KTLA

More people ending up in the ICU as COVID surge strains L.A. County hospitals

More people have been ending up in intensive care units in Los Angeles County as the omicron coronavirus variant continues its rapid spread, health officials said Tuesday.

“Let’s not fool ourselves by not recognizing the danger presented by the Omicron variant which is capable of spreading with lightning speed and causing serious illness among our most vulnerable residents,” L.A. County Health Director Barbara Ferrer said in a statement.


There were 4,701 people with COVID-19 hospitalized across the county Tuesday.

Both the seven-day average of new admissions of people with COVID-19 and the total number of patients admitted into the ICU have increased from last week, the L.A. County Department of Public health said, citing data from Monday.

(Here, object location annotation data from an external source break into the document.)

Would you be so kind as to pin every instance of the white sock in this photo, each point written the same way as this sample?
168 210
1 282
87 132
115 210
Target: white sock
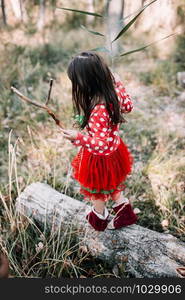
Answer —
122 200
102 217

About 31% of patients hospitalized with COVID-19 were in the ICU, 27% of them needing ventilation. That also represents an increase from the week prior.

“Since the beginning of the pandemic, we have recognized that while many experience mild illness from COVID, there are others, who we love and need, that will not do well if they become infected,” Ferrer said. “And while vaccines and boosters provide powerful protection, those who are older, have serious health conditions, or are immunocompromised remain at higher risk.”

Loma Linda Medical Center turned a parking lot into a temporary COVID-19 surge area with tents outside its emergency room, evoking imagery from the last winter surge.

“We’re over 100% capacity on our ICU beds. We have more patients in the ICU level than we actually have ICU beds,” Dr. Adrian Cotton of Loma Linda University Medical Center told KTLA.

Hospitals strained as more workers test positive

Complicating matters for already strained hospitals is that more health care workers have been testing positive for the virus.

At Loma Linda, as much as 12% of staff were testing positive and needing time off to recover, Cotton said.

Countywide, between Jan. 7 and Jan. 13, a total of 1,268 new positive cases were confirmed among health care workers — a 30% increase from the week before.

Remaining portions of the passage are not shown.